Photo : Archives BanQ.

Le 12 juin 1878, vers 14h30, Édouard Beaudoire est atteint à la tête par une balle perdue de carabine au coin des rues Dog Hill (côte du Colonel-Dambougès aujourd’hui) et Saint-Paul situées dans le port de Québec.

Par Julien Renaud-Belleville

Le jeune ouvrier de 22 ans observait une violente confrontation entre des soldats de la jeune armée canadienne et des ouvriers en grève. Outre son décès, c’est une dizaine de grévistes, soldats ou simples curieux qui ont été blessés dans cet affrontement qui marqua alors le point culminant de la grève des ouvriers de Québec de 1878.

Au commencement, la misère

En 1873, une crise économique mondiale frappe les activités du port de Québec qui avait connu une période de prospérité tout au long de la première moitié du 19e siècle. À la veille de la Saint-Jean-Baptiste de 1876, Le Canadien parle alors d’une crise « universelle » dans laquelle « […] le spectacle est le même partout. Faillites, ateliers et manufactures fermés, chômages et grèves, stagnation dans les affaires de tout genre ». Le port de Québec n’y échappe point, et c’est plus des deux tiers des exportations de bois qui s’évaporent en 1878. Pour les travailleurs, le chômage et la misère les attendent.

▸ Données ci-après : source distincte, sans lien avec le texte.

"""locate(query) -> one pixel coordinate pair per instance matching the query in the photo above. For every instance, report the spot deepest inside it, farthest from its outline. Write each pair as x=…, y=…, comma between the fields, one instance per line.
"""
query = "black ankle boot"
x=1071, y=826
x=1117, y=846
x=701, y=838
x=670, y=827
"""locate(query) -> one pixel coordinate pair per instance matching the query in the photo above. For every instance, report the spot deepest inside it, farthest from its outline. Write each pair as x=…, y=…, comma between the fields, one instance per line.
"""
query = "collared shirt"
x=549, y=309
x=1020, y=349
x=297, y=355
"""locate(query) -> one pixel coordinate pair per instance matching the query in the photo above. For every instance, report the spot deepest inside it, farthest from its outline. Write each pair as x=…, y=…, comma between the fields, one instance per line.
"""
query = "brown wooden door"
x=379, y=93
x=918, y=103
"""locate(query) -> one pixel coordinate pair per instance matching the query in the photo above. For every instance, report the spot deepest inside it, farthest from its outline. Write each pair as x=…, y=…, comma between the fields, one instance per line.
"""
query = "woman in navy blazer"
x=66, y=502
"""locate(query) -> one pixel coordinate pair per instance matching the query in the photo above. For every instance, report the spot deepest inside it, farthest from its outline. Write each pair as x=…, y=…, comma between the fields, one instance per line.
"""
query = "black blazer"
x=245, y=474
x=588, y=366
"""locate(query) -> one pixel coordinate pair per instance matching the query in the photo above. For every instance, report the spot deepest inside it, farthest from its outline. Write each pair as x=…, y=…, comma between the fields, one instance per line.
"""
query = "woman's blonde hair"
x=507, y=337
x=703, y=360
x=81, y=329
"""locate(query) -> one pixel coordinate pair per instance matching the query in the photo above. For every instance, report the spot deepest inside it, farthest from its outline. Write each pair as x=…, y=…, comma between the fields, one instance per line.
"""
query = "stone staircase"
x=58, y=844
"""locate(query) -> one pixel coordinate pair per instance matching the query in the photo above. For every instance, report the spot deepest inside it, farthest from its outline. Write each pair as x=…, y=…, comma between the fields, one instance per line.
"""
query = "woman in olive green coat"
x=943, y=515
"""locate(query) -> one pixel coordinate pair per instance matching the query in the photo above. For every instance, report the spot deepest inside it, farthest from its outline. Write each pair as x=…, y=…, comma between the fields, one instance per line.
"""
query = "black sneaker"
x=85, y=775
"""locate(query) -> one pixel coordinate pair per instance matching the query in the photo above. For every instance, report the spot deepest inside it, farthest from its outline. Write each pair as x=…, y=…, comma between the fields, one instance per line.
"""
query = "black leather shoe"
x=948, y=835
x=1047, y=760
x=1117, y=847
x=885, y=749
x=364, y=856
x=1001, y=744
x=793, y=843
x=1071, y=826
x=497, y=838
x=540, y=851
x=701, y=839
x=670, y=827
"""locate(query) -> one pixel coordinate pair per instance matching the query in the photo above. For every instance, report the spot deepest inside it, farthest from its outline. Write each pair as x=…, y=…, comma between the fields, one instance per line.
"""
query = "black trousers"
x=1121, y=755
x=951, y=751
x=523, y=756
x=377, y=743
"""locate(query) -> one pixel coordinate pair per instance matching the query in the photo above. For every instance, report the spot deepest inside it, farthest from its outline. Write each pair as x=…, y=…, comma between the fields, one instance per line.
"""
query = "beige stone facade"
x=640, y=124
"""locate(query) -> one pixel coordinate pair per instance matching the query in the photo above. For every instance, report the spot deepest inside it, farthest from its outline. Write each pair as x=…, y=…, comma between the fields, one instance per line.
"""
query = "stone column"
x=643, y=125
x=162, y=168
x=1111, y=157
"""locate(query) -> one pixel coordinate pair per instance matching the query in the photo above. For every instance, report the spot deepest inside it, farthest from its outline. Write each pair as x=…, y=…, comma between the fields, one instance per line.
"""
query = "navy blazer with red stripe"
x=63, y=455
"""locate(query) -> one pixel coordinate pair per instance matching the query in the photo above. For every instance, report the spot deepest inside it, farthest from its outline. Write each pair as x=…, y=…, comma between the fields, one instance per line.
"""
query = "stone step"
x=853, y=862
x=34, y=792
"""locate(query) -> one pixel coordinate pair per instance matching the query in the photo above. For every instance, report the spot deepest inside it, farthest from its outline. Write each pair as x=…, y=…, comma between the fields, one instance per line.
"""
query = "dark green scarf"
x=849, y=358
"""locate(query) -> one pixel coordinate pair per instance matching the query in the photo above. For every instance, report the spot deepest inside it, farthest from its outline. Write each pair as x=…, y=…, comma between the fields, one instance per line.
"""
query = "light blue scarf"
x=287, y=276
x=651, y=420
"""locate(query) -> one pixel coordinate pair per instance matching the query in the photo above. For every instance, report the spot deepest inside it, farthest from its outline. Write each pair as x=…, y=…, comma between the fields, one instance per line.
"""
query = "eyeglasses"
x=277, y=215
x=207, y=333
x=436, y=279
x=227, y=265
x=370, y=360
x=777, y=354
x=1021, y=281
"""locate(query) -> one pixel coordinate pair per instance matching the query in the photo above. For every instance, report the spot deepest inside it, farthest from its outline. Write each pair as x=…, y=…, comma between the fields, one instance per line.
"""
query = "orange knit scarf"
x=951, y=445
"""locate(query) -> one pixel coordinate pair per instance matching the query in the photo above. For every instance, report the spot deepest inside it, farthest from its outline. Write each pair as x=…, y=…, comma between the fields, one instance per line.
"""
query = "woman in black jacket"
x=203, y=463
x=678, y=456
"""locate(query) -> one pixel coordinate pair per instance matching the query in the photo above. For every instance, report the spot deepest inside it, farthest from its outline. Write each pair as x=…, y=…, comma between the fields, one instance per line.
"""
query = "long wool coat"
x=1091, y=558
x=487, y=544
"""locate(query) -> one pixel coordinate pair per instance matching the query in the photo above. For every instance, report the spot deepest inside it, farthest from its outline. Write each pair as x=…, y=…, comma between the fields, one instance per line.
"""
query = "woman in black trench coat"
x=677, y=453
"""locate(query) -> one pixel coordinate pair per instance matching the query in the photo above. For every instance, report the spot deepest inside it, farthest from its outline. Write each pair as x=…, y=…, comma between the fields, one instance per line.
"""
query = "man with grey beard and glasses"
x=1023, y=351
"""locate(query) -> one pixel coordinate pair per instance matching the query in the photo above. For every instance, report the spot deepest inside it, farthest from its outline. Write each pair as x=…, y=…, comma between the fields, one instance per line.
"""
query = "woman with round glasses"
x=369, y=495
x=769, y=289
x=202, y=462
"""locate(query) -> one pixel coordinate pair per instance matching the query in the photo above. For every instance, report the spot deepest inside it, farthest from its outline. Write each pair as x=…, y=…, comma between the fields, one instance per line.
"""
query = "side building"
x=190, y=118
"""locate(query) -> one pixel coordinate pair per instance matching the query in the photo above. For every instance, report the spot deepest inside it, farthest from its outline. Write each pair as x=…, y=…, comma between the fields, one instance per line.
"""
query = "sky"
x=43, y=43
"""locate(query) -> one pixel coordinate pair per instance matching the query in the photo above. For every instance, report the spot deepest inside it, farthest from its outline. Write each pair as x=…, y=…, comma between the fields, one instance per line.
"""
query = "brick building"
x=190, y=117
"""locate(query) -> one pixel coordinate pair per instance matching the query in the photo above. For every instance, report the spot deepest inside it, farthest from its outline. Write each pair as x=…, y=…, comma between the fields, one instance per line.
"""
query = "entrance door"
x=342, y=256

Pour donner de l’ouvrage aux chômeurs, le gouvernement provincial met en place des travaux publics. Le 9 mai 1877, Le Courrier du Canada signale à ses lecteurs que la Cité aura finalement ses édifices parlementaires pour abriter le gouvernement provincial. Employant 400 ouvriers, l’avarice des entrepreneurs Cimon et Piton arrêtera ce nouveau chantier au début du mois de juin 1878. Profitant d’un énorme bassin de chômeurs, les promoteurs vont abaisser les salaires de 60 à 50 cents par jour. Pour les travailleurs s’en est trop, ils se placent en grève et déclenche un conflit original qui fera trembler les autorités par son intensité.

Les tactiques

Le 3 juin 1878, les ouvriers travaillant sur les rails du tramway de la rue St-Jean rejoignent les grévistes des futurs édifices parlementaires. L’objectif est d’imposer un salaire minimum de 1$ par jour pour l’ensemble des corps de métiers du territoire de la Cité. Dans les premiers jours du mouvement, les ouvriers ont droit au paternalisme des autorités et des journaux conservateurs. Le 4 juin, le premier ministre Joly s’adresse aux gréviste en leur recommandant : « […] dans l’intérêt de leurs familles, de retourner à l’ouvrage et de faire leur position aussi bonne que possible en attendant des jours meilleurs » (Le journal de Québec, 4 juin 1878). Le Courrier du Canada demande que chacun : « […] agisse dans un esprit d’entente, d’amour et de charité, pour le bien général […] » (Le Courrier du Canada, 11 juin 1878). Les ouvriers avaient besoin d’autres choses que d’amour et de charité : un salaire décent.

Pour se faire entendre, les grévistes utilisent des tactiques répandues dans l’univers ouvrier nord-américain. La mobilité est la clé : en groupe, ils se déplacent de lieu de travail en lieu de travail pour convaincre les ouvriers à rejoindre le mouvement et à forcer les employeurs à signer un document stipulant qu’ils s’engagent à donner 1$ par jour à leur main-d’œuvre. 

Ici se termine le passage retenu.